TTT Diagrams

With Time-Temperature-Transformation (TTT) diagrams or their cousins: Continous-Temperature-Transformation (CTT) diagrams, serious steel science and serious steel making starts. Everything we did so far, was only a prolonged foreplay, so to speak. Fun - but not yet serious.
Like phase diagrams, TTT and CTT diagrams provide a kind of map that enables you to get oriented in the wilderness of steel alloys, structures, processes, and properties. Like phase diagrams once more, TTT or CCT diagrams are easy to read after you learned a few rules - but not so easy to calculate.
I'm going to devote several modules to this topic.
  1. The Basic Idea or how to get there without equations.
    I will look at how fast some simple things happen at different temperatures. Then I will put the pieces together to deduce how fast a phase transformation happens at different temperatures. This produces a certain kind of diagram, and looking at that diagram kind of "from the side" will produce a TTT diagram. Then I look a bit at the differences between TTT and CCT diagrams.
  2. Theory or doing TTT diagrams more quantitatively.
    I will give the derivation of the Johnson-Mehl-Avrami-Kolmogorov equation that is at the heart of TTT diagrams. Then I will reason why this many-syllable-equation is very useful but still a far cry from covering all there is about those diagrams.
  3. Applications
    I will demonstrate that you actually can get a lot of mileage out of using questionable TTT diagrams in a fishy way.
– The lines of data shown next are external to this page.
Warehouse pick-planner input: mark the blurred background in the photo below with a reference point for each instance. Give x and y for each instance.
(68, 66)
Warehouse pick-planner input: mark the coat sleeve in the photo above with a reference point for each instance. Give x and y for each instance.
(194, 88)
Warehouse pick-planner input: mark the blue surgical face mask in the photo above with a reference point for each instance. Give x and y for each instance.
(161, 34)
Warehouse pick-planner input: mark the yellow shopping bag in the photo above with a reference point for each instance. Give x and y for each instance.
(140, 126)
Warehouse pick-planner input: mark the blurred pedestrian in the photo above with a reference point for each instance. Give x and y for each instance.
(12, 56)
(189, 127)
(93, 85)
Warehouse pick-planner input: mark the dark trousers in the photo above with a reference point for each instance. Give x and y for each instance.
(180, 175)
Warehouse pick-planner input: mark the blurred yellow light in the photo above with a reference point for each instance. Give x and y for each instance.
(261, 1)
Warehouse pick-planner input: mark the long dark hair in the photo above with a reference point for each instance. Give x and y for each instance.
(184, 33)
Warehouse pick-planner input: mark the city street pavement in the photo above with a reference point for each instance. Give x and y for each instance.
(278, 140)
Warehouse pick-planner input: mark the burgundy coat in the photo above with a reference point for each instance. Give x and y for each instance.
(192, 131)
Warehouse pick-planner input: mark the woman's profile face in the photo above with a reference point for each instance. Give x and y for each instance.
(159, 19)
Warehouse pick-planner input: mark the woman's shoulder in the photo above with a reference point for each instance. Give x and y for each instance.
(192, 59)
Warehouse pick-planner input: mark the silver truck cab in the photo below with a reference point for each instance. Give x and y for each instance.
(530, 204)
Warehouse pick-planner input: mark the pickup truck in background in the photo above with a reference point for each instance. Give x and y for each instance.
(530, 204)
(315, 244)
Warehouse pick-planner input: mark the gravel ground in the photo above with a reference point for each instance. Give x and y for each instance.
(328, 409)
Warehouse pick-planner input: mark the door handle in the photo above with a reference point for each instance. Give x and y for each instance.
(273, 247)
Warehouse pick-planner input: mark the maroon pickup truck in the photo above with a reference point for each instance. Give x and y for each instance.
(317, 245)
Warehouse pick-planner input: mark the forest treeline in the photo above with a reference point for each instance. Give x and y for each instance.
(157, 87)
Then I will look at what it takes to do it right.
  4. I will give you a basic idea of how to construct TTT, CCT and phase diagrams from experimental data.
     

With frame With frame as PDF

go to Steel Guys

go to 8.4.2 Multiculti in Steel

go to 8.4.1 Martensite

go to Bainite

go to TTT Diagrams: 1. The Basic Idea

go to The Al - Cu System

go to TTT Diagrams 2. Theory

go to 8.4.3 Feeling Stresed

go to The Iron Carbon Phase Diagram

go to TTT Diagrams 4. Experimental Construction of TTT and Phase Diagrams

go to TTT Diagrams 3. Applications

© H. Föll (Iron, Steel and Swords script)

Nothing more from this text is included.